Guide · Writing vows
How to Write Wedding Vows
A calm, step-by-step way to write vows that sound like you — starting from your real memories, not a template.
To write wedding vows, gather real memories and promises first, pick a tone that sounds like you, then draft an opening, a specific story, three or four genuine promises, and a forward-looking close. Read it aloud, cut anything generic, and keep it to one or two minutes. The steps below walk through exactly that.
The six steps
Gather your raw material first
Before you write a single line, collect the moments: how you met, the ordinary day you realized this was it, the hard season you got through, the small things they do. You cannot draft a personal vow from a blank page — you draft it from a pile of true details.
Choose a tone that sounds like you
Tender, plainspoken, funny, poetic — pick the register you actually speak in. Matching your partner’s rough tone and length in advance keeps the two vows balanced on the day.
Make real promises
The heart of any vow is what you promise. Aim for three or four you can genuinely keep — one big ("I will always come back and try again") and a few small and specific ("I will make the coffee on the mornings you can’t get up").
Draft loosely, do not edit yet
Get a full first pass down without judging it. Open with a moment, add a beat or two of specifics, land your promises, and close by looking forward. Shape beats polish at this stage.
Read it out loud and cut
Vows are spoken, not read. Say it aloud, time it (aim for roughly one to two minutes), and cut anything that sounds like a card. If a line could apply to any couple, replace it with something only you two would recognize.
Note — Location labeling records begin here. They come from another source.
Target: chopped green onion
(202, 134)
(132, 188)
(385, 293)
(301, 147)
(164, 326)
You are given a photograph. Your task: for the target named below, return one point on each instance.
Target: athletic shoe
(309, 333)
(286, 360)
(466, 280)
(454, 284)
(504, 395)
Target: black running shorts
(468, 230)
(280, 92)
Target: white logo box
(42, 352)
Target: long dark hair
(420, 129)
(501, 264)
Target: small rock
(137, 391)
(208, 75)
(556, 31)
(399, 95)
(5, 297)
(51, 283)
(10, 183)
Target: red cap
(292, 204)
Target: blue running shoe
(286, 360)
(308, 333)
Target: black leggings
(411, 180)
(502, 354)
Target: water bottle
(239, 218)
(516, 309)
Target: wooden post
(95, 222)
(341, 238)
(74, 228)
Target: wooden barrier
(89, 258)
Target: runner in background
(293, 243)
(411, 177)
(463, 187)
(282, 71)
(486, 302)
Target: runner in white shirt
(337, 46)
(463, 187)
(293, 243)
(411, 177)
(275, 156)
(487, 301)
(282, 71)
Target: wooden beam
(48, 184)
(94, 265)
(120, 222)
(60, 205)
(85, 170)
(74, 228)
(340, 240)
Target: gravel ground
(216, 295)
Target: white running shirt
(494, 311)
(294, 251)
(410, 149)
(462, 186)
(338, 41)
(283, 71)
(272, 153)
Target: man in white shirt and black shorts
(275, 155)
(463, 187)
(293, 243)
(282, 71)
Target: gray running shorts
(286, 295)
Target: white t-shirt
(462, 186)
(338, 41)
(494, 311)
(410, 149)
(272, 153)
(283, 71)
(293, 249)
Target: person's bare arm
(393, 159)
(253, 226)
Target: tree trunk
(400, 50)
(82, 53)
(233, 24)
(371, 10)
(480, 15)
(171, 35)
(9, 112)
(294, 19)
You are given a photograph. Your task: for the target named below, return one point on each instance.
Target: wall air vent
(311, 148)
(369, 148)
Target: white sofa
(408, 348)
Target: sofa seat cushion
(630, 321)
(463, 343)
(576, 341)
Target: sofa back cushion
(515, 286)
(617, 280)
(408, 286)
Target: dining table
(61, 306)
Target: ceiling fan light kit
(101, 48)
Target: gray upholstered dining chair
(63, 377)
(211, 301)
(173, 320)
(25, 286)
Practice, then bring a clean copy
Rehearse a few times so nerves do not swallow it, and print a clean copy or keep it on a card for the ceremony. Reading it is completely fine — no one expects you to memorize.
A quick shape to follow
Most vows that land follow the same simple arc. Yours can too:
- Open — a line that names who they are to you, or the moment you knew.
- Story — one or two specifics only the two of you would recognize.
- Promises — three or four you truly mean, a mix of big and small.
- Close — a short line looking forward to the life ahead.
I do not have a long speech. I have a short one I mean completely. I promise to be kind to you, especially when it is hard. I promise to keep showing up, keep paying attention, keep choosing this.
You make my life bigger and quieter at the same time, and I did not know I needed both. So: yes. To you, to this, to all of it, for as long as I get.
Want the structure on its own? Read the vow structure guide. Prefer to start from examples? Browse vow examples by style.
Common mistakes to avoid
- Starting at the keyboard with nothing gathered — collect memories first.
- Leaning on clichés ("my rock," "my everything") instead of specifics.
- Writing for the guests instead of your partner.
- Going too long — past two minutes, attention drifts.
- Skipping the read-aloud, where every clunky line reveals itself.
If you are worried about the cheesy trap specifically, we wrote a whole guide on writing vows that are not cheesy.
Let a co-writer draw it out of you
Pocket Vows walks you through the exact steps above — a mood quiz, story prompts, a warm interview, and promise-building — then helps you draft in your own voice. Free to start, no account needed.
Start with the 2-minute mood quizFree to start · no account needed · private by design
FAQ
How long should wedding vows be?
Most spoken vows run one to two minutes — roughly 100 to 250 words. Time yourself reading aloud; nerves speed you up on the day.
When should I start writing my vows?
Two to four weeks out is comfortable: enough time to gather memories, draft, and rehearse without cramming. But you can write good vows in an hour if you have to — see our last-minute guide.
Is it okay to use help or AI to write vows?
Yes, as long as the words end up true to you. The healthiest way to use help is to have it draw out your real memories and promises and help you phrase them — not to hand you a generic vow. That is exactly how Pocket Vows is built.
What should wedding vows include?
Usually: who your partner is to you, a specific memory or two, the promises you are making, and a forward look at the life ahead. Keep it specific and sincere.